Subject: Re: [boost] Generating Boost documentation with pandoc
From: Robert Ramey (ramey_at_[hidden])
Date: 2016-07-22 16:27:10
On 7/22/16 12:58 PM, Stefan Seefeld wrote:
> On 22.07.2016 15:45, Robert Ramey wrote:
>> On 7/22/16 11:25 AM, Stefan Seefeld wrote:
>>> BoostBook was invented inside Boost, but to a large extend is useful
>>> outside of Boost. So a few years ago we started an effort to
>>> "standardize" it, i.e. merge it (and by "it" I mean the schema as well
>>> as the stylesheets) into the DocBook project itself.
>>> (Note that some of the BoostBook are actually too specific for a wider
>>> audience, but the parts that aren't should eventually be available as
>>> part of DocBook.
>> OK - so this is a DocBook project rather than a Boost project.
>> But the version of DocBook that boost uses is DocBook 4 and uses a DTD
>> schema.

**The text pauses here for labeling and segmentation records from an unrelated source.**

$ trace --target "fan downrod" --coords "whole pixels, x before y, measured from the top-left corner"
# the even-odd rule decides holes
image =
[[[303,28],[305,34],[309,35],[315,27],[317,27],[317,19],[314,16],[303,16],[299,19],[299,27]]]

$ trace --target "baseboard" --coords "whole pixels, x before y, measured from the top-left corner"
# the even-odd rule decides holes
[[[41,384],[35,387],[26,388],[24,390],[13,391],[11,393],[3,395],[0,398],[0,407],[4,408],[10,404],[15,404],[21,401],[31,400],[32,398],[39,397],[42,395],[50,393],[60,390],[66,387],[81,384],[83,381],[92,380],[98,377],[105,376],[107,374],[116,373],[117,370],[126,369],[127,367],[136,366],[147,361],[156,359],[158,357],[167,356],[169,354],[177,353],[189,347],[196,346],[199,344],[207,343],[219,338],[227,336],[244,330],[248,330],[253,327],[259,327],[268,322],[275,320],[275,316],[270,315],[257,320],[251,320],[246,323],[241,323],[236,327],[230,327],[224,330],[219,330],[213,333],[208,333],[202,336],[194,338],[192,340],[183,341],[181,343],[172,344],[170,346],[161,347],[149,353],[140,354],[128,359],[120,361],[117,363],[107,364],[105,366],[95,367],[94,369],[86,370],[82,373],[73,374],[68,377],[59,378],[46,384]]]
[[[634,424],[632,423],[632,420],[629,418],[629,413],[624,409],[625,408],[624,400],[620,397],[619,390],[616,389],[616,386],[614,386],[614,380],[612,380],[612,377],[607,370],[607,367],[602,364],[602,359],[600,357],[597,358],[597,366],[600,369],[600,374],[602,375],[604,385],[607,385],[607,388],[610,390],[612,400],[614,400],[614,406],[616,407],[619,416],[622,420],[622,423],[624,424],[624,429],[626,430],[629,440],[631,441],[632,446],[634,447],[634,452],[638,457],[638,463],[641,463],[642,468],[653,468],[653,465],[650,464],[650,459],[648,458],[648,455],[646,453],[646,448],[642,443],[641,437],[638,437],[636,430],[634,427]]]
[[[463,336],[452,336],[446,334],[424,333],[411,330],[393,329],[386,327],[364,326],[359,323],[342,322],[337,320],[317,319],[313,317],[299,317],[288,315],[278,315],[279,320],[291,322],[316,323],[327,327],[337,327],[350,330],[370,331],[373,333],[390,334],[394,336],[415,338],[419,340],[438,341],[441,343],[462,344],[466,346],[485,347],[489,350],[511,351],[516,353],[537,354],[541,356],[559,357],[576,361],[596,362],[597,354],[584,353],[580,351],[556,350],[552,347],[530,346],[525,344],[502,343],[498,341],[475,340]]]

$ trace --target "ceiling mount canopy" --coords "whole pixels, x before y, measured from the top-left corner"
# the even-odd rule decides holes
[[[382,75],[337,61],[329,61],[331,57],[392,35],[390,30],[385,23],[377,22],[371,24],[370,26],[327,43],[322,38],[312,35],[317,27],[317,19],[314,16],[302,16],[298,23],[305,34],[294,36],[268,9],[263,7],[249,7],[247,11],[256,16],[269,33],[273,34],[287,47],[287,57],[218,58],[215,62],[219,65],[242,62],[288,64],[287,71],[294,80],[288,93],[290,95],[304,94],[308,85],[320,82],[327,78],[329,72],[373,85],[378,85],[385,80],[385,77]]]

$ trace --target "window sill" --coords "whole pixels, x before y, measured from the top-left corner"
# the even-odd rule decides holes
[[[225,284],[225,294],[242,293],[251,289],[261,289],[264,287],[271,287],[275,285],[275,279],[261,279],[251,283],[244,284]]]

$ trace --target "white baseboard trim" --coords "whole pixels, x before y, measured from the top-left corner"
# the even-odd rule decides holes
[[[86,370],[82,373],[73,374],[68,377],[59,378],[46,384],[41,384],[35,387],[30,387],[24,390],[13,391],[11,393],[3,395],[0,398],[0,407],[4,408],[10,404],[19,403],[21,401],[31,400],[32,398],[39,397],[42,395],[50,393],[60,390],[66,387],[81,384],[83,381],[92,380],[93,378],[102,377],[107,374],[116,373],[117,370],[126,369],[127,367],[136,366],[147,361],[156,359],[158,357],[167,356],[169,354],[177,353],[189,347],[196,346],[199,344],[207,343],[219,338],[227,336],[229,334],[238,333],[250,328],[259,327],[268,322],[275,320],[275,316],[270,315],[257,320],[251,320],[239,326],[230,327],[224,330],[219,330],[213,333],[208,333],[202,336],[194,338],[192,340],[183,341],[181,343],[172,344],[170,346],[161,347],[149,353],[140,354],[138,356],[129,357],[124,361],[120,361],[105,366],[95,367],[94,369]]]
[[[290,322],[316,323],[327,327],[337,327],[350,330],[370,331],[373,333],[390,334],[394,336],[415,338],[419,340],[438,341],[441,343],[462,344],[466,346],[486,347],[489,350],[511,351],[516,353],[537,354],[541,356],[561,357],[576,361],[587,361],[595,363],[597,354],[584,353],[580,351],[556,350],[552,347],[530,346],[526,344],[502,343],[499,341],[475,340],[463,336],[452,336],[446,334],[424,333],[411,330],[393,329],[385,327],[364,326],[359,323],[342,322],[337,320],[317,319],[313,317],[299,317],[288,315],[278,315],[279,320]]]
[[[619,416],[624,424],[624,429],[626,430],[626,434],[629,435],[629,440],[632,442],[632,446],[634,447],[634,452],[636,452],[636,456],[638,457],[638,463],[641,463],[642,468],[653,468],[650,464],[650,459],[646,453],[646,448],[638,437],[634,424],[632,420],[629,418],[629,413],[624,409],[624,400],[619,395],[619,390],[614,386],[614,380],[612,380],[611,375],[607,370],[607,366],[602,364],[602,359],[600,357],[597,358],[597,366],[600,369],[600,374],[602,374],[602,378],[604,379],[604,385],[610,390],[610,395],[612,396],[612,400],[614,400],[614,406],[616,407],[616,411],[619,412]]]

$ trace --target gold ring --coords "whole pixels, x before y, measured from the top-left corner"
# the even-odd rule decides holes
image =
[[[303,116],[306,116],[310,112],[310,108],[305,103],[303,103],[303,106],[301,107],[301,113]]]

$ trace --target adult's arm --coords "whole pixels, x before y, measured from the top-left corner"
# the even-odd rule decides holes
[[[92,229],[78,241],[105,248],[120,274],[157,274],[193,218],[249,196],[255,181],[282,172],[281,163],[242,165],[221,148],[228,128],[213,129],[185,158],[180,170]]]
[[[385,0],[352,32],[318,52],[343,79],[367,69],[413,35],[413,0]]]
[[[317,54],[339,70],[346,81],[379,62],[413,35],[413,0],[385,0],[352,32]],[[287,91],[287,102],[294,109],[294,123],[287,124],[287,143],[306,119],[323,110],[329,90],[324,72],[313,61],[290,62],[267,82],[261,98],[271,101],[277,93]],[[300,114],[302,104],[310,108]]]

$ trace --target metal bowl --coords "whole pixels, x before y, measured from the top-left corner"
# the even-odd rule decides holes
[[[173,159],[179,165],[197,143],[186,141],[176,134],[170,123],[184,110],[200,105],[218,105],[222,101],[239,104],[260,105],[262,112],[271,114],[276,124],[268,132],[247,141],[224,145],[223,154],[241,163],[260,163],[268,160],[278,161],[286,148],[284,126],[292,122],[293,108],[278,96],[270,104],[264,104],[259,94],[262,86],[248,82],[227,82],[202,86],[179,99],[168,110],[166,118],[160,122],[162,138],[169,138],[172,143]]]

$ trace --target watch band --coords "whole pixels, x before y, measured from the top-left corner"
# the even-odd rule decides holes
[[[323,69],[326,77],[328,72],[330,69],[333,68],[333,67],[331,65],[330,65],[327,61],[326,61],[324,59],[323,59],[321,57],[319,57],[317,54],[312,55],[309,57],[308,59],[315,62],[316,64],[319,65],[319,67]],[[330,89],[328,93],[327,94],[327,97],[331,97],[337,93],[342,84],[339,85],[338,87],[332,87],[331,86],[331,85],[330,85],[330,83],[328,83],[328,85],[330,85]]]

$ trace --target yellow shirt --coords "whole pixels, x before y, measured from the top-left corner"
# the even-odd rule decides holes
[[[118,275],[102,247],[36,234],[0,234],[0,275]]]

The more current version of DocBook is 5.0. DocBook 5.1 is
>> specified but the last complete reference is DocBook 5.0. And
>> interest in DocBook has seemed to have waned. Of course it's not going
>> to disappear as a lot of stuff is made for it. And, though I hate
>> XML, it does a good job of factoring out the meaning of the document
>> elements from that of the formating. I think it was a good choice for
>> BoostBook to be a specialized version of DocBook which includes
>> transforms from BoostBook to DocBook.
> I'm not entirely sure I see the point you are trying to make. (I should
> clarify: the "standardization" effort I'm talking about means to take
> the 95% of BoostBook that are generic and produce an RNG grammar from it
> that extends the DocBook 5.x RNG grammar.)
My point is .. I'm just wondering about the value of such an effort. I
think it's great that you want to make something better, I'm just
suggesting you consider the best return on your efforts. I don't see
how enhancing DocBook would have anything to do with boost.
>> I think that enhancing the BoostBook tool chain might be a worthwhile
>> and doable task.
> By "toolchain" I assume you are referring both to the actual tools
> (xsltproc, dblatex, fop, etc.), plus the stylesheets. Note that the
> tools are all standard tools anyhow, only a few stylesheets (those that
> translate BoostBook to DocBook) are not (yet).
>> a) add enhancement to produce epub. I think this wouldn't be too hard
>> and would be useful.
> That shouldn't require any changes to the "toolchain". Just changes to
> the build system.
right. but someone still has to do it, test it, take responsibility for
keeping it working, explain it, etc. I think this would be a very
worthwhile project that I'm encouraging you to undertake. I think it
would have a significant positive impact on boost you'd get a lot of
satisfaction from making a success of such an effort.
If I understand correctly, creating epub output would skip over entirely
the whole FOP rendering which complicates the process and seems to have
some issues of it's own.
To make this effort successful, one would likely have to enhance the
description of how to do.
>> b) Consider translating BoostBook to DocBook 5.0. Again, I think this
>> might be worthwhile and it might easily doable.
> This has been done years ago, on a DocBook branch (that was a GSoC
> project I mentored).
Hmmm - interesting, I never knew about this.
> I'm looking into pushing this into master, so it
> can be distributed with DocBook itself (as an extension grammar).
I'm not sure what this means, but sounds worth considering.